Matthew Hutchins

Personal information
- Born: September 19, 1994 (age 31) Blenheim, New Zealand

Sport
- Sport: Swimming
- Strokes: Medley
- Club: Wharenui Swim Club

= Matthew Hutchins =

New Zealand swimmer

Matthew Hutchins (born 19 September 1994) is a New Zealand swimmer who qualified to compete at the 2016 Summer Olympics to be held in Rio de Janeiro, Brazil, in the men's 400 metre freestyle.

==Personal life==
Hutchins was born on 19 September 1994 in Blenheim, New Zealand, and educated at Lincoln High School, near Christchurch. He attends the University of Wisconsin–Madison in the United States on a scholarship. He has an older sister, Laura.

==Career==
Hutchins is a member of the Wharenui Swim Club. He competed at the 2011 Commonwealth Youth Games held in the Isle of Man, where he won four medals in the swimming events. Hutchins took the gold medal in the 400 metre freestyle, silver medals in both the 200 metre freestyle and the 1500 metre freestyle events, and was part of the New Zealand team that won the bronze medal in the 4 × 200 metre freestyle relay.
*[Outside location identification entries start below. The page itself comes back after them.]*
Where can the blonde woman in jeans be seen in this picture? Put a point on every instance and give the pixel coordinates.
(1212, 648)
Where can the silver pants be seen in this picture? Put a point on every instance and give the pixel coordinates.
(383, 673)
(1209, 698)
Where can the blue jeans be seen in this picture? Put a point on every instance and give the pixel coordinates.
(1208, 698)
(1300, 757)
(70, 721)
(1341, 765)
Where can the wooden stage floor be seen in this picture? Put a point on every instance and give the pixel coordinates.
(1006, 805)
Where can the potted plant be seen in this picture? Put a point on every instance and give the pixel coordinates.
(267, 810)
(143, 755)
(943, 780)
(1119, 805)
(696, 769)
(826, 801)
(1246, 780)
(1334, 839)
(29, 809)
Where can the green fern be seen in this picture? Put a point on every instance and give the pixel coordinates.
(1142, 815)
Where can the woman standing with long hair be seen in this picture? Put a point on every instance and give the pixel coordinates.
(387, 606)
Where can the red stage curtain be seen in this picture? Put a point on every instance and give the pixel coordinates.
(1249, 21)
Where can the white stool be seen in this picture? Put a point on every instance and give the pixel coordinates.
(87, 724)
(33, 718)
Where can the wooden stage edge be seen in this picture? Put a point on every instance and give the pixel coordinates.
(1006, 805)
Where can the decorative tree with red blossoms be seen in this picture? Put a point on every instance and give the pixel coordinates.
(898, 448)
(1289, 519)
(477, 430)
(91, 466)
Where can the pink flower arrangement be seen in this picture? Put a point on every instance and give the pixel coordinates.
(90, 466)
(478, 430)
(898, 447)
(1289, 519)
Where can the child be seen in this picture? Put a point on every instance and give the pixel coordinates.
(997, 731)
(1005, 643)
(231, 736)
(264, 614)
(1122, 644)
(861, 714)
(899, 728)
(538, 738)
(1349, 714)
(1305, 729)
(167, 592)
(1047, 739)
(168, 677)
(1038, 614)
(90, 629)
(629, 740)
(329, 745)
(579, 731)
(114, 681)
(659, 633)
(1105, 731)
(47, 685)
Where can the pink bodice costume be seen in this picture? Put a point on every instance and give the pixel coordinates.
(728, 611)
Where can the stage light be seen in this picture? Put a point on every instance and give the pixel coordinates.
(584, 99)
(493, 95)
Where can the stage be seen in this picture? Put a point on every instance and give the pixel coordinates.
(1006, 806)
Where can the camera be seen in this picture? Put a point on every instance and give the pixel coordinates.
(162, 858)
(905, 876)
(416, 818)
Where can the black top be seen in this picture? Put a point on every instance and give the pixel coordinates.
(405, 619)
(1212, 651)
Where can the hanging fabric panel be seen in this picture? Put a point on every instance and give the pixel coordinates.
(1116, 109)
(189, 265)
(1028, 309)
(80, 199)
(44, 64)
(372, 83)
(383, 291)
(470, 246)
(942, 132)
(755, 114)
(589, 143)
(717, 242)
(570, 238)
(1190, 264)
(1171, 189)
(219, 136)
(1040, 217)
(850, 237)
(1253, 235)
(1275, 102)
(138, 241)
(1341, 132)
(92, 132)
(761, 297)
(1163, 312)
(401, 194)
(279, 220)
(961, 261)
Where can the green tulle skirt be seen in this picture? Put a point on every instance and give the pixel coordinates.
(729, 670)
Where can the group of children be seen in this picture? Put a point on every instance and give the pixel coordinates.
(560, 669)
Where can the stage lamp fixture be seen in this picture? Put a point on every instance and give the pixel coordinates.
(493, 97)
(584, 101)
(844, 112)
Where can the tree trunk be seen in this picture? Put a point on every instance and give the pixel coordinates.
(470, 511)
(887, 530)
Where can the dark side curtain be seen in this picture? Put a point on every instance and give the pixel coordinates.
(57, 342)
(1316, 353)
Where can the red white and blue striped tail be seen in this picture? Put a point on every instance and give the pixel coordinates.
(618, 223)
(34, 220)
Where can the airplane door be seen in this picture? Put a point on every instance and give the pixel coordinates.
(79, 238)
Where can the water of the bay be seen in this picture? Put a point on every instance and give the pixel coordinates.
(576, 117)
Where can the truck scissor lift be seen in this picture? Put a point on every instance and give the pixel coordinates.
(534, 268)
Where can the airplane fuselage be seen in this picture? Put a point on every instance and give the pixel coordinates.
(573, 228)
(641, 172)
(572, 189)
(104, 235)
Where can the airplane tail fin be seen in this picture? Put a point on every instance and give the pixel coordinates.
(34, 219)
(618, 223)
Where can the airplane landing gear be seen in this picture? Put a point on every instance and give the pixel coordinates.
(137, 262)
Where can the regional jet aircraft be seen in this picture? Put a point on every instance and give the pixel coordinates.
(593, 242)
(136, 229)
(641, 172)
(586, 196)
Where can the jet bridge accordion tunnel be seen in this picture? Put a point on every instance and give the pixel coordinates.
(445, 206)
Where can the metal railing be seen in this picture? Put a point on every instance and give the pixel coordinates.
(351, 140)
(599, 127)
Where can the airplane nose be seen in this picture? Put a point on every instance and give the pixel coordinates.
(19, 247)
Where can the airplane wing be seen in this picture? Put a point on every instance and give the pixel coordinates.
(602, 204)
Hutchins represented the Wisconsin Badgers at the 2016 NCAA Division I swimming championships held in Atlanta, Georgia winning a bronze medal in the 1650 yard freestyle event, improving his personal best by five seconds in the process. During the meet he also beat his previous personal best time in the 500 yard freestyle, in which he placed sixth with a school record time of 4 minutes 13.35 seconds. He won All-American honours in both disciplines.

At the 2016 Canadian Olympic Trials held in Toronto, Ontario, the second official trial for New Zealand swimmers to meet the qualifying times for 2016 Summer Olympics, Hutchins completed his heat of the 400 metre freestyle event in a time of three minutes 49.84 seconds, over half a second faster than the FINA A qualifying standard for Rio. He beat the qualifying standard again during the B Final of the event, which he won in a time of three minutes 50.12 seconds.

On 15 April 2016, Hutchins was named as one of five Olympic debutants in a squad of eight swimmers to represent New Zealand at the 2016 Summer Olympics in Rio de Janeiro, Brazil. He competed in the men's 400 metre freestyle but did not advance beyond his heat.
Hutchins now works as a swim coach at Wharenui Swim Club in Christchurch.